Dia juga transparan terhadap dana pengelolaan yayasan. Guru-guru di yayasan diberi tahu terkait perputaran uang di sana.
"Pengelolaannya saya terbuka, keluar uangnya, guru-guru tahu memang minim. Mereka main digaji Rp 200 ribu, yang penting ini kelola semuanya, sampai akhirnya guru-guru ikhlas," ungkapnya.
Meski banyak peminat, Bripka Amin tetap memprioritaskan warga tak mampu dan anak yatim. Dia memberi materi agama juga di sekolahnya.
"Jadi orang-orang itu meski nggak dipesantrenkan, tapi di kita ala pesantren, jadi senang," katanya.
Bripka Iman juga sesekali mengajak orang tua murid berdiskusi. Hal itu dilakukan untuk menerima masukan dan saran demi perbaikan tata kelola yayasan.
Selain itu, hal itu bertujuan untuk menampung keluhan. Dia membatasi anak-anak yang belajar, agar proses belajar mengajar bisa berlangsung lebih optimal.
"Di tahun 2016 saya buat yayasan, berkembang sampai sekarang alhamdulillah. Cuma kita batasi, karena kan kita terbatas. Kita batasi yang kita. Kita pingin mengajar sesuai pakemnya supaya maksimal ngajarnya," ucapnya.
![]() |
Kondisi Terkini
Saat ini, sekolah tersebut memiliki sekitar 140-an murid. Terdapat 80 murid PAUD dan 60-an murid TK.
Masing-masing tingkatan, dibagi menjadi 2 kelas. Untuk TK, murid masuk pagi. Sedangkan untuk PAUD, murid masuk sore.
"Terus kita coba membantu masyarakat supaya mampu dalam pembelajaran, kita tampung masyarakat yang ingin belajar supaya berkembang kita nyentuh ke bawah," jelasnya.
Bripka Amin bersyukur beberapa bantuan terkadang diterimanya. Salah satunya dari atasan di tempatnya berdinas.
Namun, dia tak ingin selalu mengharapkan uluran tangan orang lain. Dia sendiri saat ini sedang mencari penghasilan tambahan guna menghidupi yayasan.

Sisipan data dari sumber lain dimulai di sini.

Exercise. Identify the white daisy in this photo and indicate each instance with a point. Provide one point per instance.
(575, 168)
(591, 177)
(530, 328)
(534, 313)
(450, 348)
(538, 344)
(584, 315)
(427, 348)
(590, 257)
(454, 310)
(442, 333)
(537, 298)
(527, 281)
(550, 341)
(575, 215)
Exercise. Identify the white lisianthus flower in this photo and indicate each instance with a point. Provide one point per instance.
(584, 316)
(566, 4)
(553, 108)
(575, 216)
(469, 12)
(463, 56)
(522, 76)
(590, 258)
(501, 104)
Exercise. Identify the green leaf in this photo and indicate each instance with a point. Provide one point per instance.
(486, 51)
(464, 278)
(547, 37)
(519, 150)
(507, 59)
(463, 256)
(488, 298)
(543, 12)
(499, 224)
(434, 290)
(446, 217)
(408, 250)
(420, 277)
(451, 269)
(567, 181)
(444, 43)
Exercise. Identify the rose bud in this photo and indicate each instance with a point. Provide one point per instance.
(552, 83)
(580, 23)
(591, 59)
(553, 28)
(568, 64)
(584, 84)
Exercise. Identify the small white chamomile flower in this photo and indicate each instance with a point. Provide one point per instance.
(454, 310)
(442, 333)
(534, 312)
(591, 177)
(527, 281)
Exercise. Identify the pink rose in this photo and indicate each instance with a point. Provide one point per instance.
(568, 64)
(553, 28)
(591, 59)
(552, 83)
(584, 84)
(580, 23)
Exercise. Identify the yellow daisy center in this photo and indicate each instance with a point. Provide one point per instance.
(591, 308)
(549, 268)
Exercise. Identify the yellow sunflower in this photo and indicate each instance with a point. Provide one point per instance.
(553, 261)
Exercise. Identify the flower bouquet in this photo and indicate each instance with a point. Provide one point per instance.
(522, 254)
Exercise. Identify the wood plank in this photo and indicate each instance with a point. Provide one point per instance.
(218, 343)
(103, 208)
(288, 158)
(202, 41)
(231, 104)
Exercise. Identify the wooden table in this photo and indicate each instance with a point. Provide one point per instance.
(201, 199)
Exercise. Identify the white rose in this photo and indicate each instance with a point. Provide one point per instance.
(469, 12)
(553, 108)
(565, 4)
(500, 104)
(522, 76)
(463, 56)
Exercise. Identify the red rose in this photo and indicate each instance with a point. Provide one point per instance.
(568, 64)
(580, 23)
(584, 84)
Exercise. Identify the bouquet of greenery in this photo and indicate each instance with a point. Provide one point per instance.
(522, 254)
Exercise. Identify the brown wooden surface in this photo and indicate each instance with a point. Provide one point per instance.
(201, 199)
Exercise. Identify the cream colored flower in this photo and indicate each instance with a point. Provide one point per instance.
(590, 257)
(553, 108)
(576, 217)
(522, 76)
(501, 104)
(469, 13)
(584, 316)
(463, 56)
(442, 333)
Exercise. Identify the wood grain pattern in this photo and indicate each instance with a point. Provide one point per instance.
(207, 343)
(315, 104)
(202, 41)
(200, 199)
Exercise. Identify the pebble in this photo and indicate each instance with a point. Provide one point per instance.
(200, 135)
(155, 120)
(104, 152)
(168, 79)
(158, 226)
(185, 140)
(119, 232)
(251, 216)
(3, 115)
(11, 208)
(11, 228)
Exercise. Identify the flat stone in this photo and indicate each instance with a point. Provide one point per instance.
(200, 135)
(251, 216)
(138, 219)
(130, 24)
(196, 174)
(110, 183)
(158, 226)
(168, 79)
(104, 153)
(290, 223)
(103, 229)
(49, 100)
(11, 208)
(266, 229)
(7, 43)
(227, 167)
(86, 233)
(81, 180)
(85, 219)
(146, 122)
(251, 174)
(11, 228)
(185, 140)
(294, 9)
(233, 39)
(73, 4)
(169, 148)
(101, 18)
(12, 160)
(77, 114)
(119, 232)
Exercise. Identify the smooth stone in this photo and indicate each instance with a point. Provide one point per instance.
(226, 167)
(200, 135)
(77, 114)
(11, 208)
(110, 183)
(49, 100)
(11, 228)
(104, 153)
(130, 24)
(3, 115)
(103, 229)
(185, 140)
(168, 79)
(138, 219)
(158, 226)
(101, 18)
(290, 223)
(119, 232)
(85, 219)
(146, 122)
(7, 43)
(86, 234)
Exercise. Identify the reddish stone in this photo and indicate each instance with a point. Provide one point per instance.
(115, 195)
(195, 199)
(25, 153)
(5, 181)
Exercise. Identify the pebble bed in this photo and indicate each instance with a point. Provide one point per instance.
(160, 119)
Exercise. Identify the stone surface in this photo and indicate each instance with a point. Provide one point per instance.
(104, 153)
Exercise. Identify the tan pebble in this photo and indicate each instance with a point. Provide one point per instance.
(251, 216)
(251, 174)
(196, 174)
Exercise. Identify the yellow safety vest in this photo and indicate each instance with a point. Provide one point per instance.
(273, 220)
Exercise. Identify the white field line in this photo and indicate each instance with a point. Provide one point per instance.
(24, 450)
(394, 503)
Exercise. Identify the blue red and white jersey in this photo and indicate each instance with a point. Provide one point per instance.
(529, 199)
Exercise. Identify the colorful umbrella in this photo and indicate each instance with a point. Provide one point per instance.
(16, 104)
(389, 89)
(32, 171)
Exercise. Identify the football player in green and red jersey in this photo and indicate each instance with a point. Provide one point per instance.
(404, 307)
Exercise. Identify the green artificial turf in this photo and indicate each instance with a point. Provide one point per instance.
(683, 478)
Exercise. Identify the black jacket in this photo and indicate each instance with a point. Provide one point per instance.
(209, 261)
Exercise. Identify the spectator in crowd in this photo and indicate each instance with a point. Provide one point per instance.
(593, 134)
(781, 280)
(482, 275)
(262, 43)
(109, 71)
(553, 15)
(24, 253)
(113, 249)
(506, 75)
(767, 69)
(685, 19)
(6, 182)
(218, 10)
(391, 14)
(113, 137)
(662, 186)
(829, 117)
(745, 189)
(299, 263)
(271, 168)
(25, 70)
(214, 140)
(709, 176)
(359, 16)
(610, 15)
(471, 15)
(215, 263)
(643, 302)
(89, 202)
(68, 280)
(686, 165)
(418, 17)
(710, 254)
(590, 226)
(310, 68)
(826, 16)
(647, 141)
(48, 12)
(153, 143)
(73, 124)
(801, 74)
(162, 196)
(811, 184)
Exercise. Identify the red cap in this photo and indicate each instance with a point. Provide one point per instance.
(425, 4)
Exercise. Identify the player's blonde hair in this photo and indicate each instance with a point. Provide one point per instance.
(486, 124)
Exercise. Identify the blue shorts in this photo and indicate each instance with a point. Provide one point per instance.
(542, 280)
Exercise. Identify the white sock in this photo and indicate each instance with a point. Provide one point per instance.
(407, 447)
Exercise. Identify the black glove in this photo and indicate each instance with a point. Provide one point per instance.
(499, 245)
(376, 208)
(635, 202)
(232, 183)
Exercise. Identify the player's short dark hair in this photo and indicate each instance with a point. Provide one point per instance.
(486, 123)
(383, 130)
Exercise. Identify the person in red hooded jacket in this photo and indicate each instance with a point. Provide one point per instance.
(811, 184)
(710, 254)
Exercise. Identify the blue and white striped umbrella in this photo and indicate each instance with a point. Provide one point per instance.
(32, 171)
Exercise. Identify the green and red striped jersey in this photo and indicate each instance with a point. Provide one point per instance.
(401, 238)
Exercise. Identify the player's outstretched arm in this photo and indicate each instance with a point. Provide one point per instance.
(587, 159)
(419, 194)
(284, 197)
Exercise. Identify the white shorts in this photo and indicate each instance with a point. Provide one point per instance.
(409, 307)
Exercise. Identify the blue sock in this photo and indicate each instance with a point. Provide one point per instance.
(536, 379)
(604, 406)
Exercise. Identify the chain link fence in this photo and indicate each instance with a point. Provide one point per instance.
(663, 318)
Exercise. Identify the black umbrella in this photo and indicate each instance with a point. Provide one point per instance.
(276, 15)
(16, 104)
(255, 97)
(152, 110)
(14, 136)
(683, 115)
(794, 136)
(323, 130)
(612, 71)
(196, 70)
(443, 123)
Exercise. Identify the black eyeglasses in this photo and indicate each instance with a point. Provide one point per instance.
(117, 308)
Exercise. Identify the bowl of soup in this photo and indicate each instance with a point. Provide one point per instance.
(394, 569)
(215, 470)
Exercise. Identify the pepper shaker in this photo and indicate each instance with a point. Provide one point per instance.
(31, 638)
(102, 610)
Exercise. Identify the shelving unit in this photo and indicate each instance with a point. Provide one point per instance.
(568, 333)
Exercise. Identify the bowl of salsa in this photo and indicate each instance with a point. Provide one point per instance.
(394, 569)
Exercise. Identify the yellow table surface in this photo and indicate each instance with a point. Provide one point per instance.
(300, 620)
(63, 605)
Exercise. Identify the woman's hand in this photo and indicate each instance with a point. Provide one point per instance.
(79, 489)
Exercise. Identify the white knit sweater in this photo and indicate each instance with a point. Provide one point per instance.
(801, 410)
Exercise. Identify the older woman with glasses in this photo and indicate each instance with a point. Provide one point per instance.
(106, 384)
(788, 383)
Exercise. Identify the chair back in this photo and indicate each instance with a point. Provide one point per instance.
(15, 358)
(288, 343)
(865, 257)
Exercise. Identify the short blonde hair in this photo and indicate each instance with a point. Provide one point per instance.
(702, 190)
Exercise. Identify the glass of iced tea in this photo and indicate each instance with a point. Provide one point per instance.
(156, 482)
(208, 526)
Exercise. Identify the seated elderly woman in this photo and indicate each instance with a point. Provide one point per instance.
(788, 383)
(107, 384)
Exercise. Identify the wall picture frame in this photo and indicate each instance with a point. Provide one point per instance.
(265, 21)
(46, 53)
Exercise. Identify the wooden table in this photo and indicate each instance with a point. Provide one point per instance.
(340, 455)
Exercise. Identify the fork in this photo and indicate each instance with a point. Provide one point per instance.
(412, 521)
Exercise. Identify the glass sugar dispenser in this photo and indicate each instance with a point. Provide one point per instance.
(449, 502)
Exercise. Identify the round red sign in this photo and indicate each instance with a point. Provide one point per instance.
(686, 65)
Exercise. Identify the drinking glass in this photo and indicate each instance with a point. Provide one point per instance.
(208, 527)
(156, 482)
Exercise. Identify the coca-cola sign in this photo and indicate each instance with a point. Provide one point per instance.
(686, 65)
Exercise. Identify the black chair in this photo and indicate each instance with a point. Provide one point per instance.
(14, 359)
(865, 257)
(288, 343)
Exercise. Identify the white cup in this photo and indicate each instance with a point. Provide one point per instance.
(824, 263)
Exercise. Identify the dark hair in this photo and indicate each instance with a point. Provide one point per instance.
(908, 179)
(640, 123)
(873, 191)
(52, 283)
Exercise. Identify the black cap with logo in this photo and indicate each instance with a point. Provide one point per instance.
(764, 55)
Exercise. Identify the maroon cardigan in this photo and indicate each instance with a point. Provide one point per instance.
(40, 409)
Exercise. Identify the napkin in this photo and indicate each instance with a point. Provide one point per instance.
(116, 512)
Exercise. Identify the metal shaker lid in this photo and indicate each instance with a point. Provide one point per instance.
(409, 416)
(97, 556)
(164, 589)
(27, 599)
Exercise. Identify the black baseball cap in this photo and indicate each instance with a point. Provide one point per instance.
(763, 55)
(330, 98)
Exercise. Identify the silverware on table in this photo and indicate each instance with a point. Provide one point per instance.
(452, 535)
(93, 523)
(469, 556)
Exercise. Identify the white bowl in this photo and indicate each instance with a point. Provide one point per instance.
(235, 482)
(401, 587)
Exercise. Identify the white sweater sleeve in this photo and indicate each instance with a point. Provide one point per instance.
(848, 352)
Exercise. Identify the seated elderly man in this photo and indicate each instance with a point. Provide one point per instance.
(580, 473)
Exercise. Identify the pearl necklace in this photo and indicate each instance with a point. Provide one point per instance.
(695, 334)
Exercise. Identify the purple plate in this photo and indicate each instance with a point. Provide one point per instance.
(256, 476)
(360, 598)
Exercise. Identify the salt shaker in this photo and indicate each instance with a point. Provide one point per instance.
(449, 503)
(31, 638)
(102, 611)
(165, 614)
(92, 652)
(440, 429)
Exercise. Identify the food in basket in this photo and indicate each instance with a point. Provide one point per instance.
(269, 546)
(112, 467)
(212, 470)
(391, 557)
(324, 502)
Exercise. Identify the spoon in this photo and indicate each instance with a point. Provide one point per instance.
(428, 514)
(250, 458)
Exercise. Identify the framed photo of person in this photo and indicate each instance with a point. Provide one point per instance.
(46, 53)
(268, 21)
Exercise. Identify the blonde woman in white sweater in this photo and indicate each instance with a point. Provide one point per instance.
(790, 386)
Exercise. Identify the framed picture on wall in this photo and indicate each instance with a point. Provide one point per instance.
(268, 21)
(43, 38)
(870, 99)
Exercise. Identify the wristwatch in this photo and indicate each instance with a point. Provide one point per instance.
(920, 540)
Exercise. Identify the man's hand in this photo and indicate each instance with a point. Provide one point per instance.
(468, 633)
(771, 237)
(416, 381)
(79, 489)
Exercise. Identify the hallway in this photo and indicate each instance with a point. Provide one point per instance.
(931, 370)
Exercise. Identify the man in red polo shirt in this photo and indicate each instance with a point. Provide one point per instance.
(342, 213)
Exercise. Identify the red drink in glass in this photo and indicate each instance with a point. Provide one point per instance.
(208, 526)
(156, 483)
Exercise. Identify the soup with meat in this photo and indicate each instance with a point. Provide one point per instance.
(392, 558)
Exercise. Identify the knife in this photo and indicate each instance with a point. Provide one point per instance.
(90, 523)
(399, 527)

"Saya coba bisa membangun yayasan saya dengan beternak, saya nyoba beternak ayam, bebek, kemarin, supaya bisa menghidupi operasional yayasan. Kalau orang lain memberikan rezekinya, ya saya terima," ujarnya.
Setiap bulannya, diperlukan dana sekitar Rp 3 juta untuk operasional yayasan. Biaya tersebut di luar biaya kegiatan mendadak seperti ketika ada kunjungan.
Keluarganya juga sesekali membantu Bripka Amin membiayai yayasannya itu. Dia tak menafik bahwa merasa berat apabila hanya menyisihkan dari gajinya sebagai polisi. Sebab, lambat laun peminat sekolahnya semakin bertambah.
"Lambat laun semakin berkembang kan perlu bantuan juga," imbuhnya.
Namun, tekadnya yang kuat membuatnya tak mudah menyerah. Dia bersimpati melihat kondisi masyarakat di sekitar tempat tinggalnya yang terkadang hidup tidak berkecukupan.
"Kadang-kadang orang pabrik kebutuhannya kan pas-pasan. Terkadang di PHK, terkadang apa, buat kebutuhan sendiri saja kadang bingung. Terus kita nggak nyentuh ke sana terus anaknya nggak terdidik, kita yang berdosa," pungkasnya.